# Is this a Kenyi?



## stuckinthemiddle (Feb 26, 2008)

only about 1.5 inches so far...


----------



## a7oneal (Dec 30, 2004)

Yes... kenyi.


----------



## cichlidaholic (Dec 7, 2005)

That's alot of bars for a kenyi...There should only be 5.

I don't think it's a pure kenyi.

Kim


----------



## SinisterKisses (Feb 24, 2004)

Ideally, a pure kenyi should only have 5, but at this point, they're so inbred and overbred that they usually have more. Could still be pure, just poorly bred.
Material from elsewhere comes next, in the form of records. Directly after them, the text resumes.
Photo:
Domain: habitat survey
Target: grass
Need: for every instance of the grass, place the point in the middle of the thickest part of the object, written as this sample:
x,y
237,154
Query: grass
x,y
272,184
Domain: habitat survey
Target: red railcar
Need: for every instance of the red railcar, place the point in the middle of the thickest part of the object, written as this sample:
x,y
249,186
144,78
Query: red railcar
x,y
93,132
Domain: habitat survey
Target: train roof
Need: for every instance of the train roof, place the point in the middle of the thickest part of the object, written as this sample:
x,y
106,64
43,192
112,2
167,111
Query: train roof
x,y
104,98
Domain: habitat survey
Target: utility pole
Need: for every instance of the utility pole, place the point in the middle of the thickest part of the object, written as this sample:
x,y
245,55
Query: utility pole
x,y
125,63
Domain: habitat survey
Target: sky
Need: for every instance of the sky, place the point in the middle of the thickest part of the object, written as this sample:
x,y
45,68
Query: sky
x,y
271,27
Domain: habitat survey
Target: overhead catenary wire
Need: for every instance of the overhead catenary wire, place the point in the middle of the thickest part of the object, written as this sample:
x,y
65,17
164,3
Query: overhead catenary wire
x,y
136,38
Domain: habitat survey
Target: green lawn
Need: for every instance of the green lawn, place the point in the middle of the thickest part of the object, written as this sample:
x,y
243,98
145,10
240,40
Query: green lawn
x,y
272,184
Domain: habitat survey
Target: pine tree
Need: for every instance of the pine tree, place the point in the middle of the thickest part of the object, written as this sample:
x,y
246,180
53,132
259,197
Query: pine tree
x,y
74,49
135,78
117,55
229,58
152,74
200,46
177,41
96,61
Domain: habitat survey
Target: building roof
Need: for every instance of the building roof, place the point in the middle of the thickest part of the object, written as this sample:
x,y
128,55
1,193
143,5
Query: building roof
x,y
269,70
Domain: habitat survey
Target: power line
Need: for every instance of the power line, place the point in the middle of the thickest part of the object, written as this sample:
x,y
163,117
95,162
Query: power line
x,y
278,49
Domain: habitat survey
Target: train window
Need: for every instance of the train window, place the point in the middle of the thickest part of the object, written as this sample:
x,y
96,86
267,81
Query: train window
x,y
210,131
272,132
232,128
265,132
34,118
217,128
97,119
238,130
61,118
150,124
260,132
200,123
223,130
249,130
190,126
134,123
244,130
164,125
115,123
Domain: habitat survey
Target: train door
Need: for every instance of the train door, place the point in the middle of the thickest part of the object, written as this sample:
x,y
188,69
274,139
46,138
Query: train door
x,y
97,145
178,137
What I call an "LFS kenyi".


----------



## cichlidaholic (Dec 7, 2005)

I agree...The reason I said I didn't think it's pure is because of the bar that seems to originate from the belly region of the fish and then taper and disappear as it nears the dorsal!
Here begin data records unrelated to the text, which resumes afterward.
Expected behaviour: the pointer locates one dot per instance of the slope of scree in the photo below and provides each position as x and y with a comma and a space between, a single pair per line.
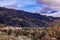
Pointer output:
19, 18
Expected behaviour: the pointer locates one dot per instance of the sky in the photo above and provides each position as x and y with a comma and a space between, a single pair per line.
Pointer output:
44, 6
26, 5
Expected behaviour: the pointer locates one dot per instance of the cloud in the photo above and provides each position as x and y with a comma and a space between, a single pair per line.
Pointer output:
51, 4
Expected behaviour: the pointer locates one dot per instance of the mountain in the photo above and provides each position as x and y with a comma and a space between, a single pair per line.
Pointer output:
20, 18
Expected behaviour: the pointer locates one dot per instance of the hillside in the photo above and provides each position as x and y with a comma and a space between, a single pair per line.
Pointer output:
19, 18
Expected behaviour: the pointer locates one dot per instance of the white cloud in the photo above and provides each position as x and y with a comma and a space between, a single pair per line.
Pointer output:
57, 14
52, 4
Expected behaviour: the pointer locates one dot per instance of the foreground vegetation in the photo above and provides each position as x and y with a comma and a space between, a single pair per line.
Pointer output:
50, 33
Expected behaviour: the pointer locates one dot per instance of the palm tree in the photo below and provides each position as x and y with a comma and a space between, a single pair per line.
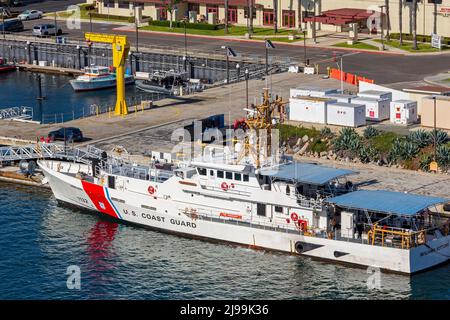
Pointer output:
275, 15
226, 16
400, 21
388, 20
414, 18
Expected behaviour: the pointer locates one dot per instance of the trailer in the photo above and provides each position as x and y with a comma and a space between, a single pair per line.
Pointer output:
309, 109
376, 94
403, 112
346, 114
376, 109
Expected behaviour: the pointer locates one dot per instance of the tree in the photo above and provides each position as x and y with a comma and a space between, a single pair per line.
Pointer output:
226, 16
388, 21
400, 20
414, 23
275, 15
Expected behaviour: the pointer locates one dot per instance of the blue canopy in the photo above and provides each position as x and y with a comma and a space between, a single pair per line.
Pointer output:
306, 173
384, 201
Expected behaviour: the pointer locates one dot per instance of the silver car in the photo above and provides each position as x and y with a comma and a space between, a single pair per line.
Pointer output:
44, 30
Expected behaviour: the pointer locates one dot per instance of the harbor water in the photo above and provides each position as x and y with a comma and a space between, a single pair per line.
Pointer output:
40, 239
61, 102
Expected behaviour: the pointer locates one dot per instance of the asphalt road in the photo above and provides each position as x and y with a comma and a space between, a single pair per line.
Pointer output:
383, 68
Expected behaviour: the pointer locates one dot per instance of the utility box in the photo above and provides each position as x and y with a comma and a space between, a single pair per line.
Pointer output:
376, 94
403, 112
346, 114
377, 109
309, 109
347, 225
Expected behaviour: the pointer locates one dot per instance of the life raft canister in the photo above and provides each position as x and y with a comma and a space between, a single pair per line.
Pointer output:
224, 186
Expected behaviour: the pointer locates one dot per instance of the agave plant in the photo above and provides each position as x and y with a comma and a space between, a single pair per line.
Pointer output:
443, 157
367, 153
441, 137
421, 138
370, 132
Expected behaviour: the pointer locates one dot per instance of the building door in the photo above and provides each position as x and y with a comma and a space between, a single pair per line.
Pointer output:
289, 18
268, 17
232, 15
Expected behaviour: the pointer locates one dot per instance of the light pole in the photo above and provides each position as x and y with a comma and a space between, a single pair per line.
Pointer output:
382, 27
246, 85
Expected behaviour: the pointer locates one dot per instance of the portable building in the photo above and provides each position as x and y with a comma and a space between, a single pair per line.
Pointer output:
346, 114
309, 109
376, 109
404, 111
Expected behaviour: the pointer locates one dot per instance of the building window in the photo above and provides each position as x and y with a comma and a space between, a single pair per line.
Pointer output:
289, 18
163, 12
268, 17
246, 12
232, 14
124, 4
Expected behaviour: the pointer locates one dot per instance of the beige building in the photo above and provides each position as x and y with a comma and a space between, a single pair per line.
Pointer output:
442, 112
290, 13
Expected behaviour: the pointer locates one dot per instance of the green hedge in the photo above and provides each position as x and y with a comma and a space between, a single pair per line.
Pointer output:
420, 38
189, 25
110, 16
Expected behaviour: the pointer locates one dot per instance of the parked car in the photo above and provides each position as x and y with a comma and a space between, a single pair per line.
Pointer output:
30, 15
44, 30
69, 134
11, 25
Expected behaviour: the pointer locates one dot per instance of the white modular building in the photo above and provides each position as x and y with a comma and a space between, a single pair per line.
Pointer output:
376, 94
309, 109
403, 112
376, 109
310, 91
346, 114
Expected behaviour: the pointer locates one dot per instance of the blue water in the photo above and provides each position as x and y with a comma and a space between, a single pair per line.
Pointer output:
61, 102
40, 239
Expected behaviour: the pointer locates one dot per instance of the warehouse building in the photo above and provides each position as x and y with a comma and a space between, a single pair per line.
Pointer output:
331, 15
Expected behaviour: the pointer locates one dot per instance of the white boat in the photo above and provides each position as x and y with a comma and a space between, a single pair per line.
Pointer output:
247, 199
96, 78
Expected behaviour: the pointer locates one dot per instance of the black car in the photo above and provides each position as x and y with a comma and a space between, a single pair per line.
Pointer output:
68, 134
11, 25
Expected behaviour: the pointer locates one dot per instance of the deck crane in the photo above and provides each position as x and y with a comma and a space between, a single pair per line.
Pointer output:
121, 48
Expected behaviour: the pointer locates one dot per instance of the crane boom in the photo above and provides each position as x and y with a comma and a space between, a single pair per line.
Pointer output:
120, 48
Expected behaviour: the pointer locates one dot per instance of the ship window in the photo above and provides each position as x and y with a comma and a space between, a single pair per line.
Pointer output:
278, 209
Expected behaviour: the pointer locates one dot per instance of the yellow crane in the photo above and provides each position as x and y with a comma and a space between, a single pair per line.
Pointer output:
121, 48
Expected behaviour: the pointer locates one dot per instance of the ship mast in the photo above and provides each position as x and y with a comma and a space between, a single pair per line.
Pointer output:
261, 118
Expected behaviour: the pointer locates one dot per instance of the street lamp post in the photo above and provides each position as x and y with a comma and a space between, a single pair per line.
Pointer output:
382, 27
246, 85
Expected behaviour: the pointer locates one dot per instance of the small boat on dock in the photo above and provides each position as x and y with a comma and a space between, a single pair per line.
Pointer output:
6, 67
96, 78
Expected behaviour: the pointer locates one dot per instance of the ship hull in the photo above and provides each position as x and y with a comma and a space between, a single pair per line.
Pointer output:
98, 84
162, 214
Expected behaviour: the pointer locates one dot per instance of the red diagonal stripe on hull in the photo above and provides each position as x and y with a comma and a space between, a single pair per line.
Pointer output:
97, 196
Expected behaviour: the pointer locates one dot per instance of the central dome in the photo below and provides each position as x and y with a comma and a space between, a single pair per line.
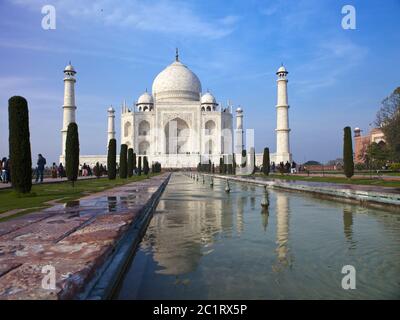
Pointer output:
176, 83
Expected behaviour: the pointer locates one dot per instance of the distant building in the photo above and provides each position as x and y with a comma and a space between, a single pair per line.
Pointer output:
361, 143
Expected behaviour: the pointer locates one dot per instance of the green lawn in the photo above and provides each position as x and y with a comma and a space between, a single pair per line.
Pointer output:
366, 181
59, 192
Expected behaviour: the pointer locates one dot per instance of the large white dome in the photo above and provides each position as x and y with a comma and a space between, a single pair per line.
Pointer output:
176, 82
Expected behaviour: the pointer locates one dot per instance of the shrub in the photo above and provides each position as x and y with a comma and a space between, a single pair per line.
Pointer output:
19, 144
139, 166
266, 162
395, 166
112, 159
145, 166
348, 153
72, 153
123, 162
97, 170
130, 162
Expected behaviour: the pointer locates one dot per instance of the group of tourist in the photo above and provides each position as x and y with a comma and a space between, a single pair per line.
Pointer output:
86, 171
58, 171
284, 167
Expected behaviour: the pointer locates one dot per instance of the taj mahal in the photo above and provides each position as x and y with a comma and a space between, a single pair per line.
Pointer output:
179, 125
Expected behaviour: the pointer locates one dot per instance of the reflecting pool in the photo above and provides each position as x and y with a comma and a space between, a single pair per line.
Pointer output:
205, 243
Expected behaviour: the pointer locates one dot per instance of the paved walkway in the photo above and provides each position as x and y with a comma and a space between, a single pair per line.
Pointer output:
357, 176
74, 240
46, 180
362, 193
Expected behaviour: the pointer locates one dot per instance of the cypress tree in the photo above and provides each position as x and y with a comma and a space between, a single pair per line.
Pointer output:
19, 144
348, 162
266, 162
72, 153
139, 166
112, 159
130, 162
123, 162
97, 170
145, 166
134, 161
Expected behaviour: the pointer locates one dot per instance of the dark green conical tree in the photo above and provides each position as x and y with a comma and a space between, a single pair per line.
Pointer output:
72, 153
123, 162
130, 162
348, 162
145, 166
134, 161
139, 166
112, 159
19, 144
266, 162
97, 170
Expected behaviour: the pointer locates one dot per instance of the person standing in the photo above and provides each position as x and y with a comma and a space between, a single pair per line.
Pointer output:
54, 170
61, 171
4, 170
40, 168
293, 167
Maybe it's just the angle, but look at the 3rd bar from the face... :-?

I'm actually still seeing decent ones around here in some LFS...But the big box stores seem to have some really questionable ones!

Kim


----------



## steveangela1 (May 15, 2008)

hmm... i didn't know that about kenyi... my male and female have 5 bars and so do the fry that they produced that are now 3 weeks old of coarse I don't buy my fish from the average lfs's either: heres the pics of the mom and dad


----------



## cichlidaholic (Dec 7, 2005)

As SK said, they've been bred to death, and it's increasingly hard to find quality specimens these days. The two you have are very nice, but as you can see, they don't look alot like the one the OP posted - outside of the female colouration.
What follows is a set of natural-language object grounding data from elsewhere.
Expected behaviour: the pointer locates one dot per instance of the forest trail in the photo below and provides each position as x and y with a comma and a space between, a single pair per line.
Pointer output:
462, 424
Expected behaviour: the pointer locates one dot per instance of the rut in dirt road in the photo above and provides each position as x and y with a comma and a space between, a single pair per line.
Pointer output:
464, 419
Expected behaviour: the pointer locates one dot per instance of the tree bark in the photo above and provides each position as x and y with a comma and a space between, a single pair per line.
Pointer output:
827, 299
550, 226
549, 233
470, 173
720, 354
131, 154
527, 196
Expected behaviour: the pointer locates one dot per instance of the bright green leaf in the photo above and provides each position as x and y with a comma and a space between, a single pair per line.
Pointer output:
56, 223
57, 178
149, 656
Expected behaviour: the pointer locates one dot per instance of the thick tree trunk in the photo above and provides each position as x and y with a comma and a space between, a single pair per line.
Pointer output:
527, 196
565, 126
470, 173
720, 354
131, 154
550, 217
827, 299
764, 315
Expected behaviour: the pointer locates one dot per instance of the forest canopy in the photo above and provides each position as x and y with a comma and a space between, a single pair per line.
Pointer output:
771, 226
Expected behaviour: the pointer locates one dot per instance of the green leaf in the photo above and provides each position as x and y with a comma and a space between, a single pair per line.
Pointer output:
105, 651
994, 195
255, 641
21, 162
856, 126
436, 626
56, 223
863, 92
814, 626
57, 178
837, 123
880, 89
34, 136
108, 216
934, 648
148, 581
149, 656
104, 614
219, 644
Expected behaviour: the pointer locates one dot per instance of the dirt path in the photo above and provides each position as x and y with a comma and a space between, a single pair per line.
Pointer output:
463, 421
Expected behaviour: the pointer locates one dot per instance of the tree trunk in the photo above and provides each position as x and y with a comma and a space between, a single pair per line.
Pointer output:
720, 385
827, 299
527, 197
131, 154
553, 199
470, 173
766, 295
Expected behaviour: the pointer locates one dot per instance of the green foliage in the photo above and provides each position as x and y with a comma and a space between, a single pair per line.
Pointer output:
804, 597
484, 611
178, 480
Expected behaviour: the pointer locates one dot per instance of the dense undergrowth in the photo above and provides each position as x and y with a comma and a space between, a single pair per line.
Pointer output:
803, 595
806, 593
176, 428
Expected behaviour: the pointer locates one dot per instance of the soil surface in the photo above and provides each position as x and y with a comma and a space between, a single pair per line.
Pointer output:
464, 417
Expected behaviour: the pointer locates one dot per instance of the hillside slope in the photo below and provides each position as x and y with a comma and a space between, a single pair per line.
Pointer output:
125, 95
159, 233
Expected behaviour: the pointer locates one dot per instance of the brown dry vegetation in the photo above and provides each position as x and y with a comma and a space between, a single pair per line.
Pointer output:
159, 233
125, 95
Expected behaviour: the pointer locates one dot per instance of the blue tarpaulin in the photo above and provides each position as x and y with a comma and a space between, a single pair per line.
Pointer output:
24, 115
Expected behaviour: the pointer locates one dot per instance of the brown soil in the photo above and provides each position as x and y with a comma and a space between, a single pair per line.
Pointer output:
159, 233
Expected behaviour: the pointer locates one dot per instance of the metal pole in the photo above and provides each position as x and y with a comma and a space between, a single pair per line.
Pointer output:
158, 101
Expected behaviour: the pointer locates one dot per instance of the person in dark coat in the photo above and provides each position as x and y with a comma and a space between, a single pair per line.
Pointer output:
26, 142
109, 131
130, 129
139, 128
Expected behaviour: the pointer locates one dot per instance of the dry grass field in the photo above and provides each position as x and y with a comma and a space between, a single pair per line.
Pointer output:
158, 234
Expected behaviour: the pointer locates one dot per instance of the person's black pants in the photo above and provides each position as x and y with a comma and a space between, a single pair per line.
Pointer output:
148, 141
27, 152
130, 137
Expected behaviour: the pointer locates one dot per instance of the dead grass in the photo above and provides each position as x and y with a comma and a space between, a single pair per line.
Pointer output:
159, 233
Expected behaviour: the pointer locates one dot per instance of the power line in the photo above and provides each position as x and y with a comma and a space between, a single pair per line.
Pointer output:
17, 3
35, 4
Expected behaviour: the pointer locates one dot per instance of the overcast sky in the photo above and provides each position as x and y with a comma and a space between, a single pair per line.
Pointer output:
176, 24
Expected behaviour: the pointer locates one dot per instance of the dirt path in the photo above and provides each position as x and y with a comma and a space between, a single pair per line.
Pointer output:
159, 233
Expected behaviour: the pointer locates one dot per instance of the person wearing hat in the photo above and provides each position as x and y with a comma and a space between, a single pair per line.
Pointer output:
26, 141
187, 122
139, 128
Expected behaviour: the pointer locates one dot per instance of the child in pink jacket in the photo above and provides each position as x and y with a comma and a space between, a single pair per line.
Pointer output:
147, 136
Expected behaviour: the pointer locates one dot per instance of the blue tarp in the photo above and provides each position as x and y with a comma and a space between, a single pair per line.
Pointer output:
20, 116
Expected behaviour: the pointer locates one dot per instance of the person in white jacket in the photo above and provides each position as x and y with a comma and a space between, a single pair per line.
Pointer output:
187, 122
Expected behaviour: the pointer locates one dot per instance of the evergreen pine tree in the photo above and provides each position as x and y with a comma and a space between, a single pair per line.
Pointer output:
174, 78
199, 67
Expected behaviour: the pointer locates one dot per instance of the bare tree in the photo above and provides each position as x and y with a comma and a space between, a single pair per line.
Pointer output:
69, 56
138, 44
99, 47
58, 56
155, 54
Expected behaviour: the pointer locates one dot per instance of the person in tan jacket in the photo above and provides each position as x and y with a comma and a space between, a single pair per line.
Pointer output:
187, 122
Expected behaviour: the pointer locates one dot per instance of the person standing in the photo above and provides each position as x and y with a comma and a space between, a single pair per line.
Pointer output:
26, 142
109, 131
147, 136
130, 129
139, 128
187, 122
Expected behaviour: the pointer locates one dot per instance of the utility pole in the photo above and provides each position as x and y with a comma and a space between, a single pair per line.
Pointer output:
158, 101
Actually, I think little 1 inch kenyi are one of the cutest fry there are, if they are of good breeding stock!

Kim


----------



## stuckinthemiddle (Feb 26, 2008)

I actually have two of these guys that I got at petco. They were in a mixed tank that said..."assorted african cichlids". I'll know better next time. And thanks for the info on 5 bars Kim for the kenyi. I have bigger male that has 5.


----------



## steveangela1 (May 15, 2008)

I can't help but post this since the one reply about the kenyi fry... heres my 2 guys/girls (since we won't know until they grow up this was the mothers first batch and she swallowed all but two.... a couple pics....taken today: 
I will obviously have some lab fry too soon... lol (june 3rd-6th is the exact timing)


----------



## angelkitty (May 27, 2008)

cute kenyi it looks just like my babies...


----------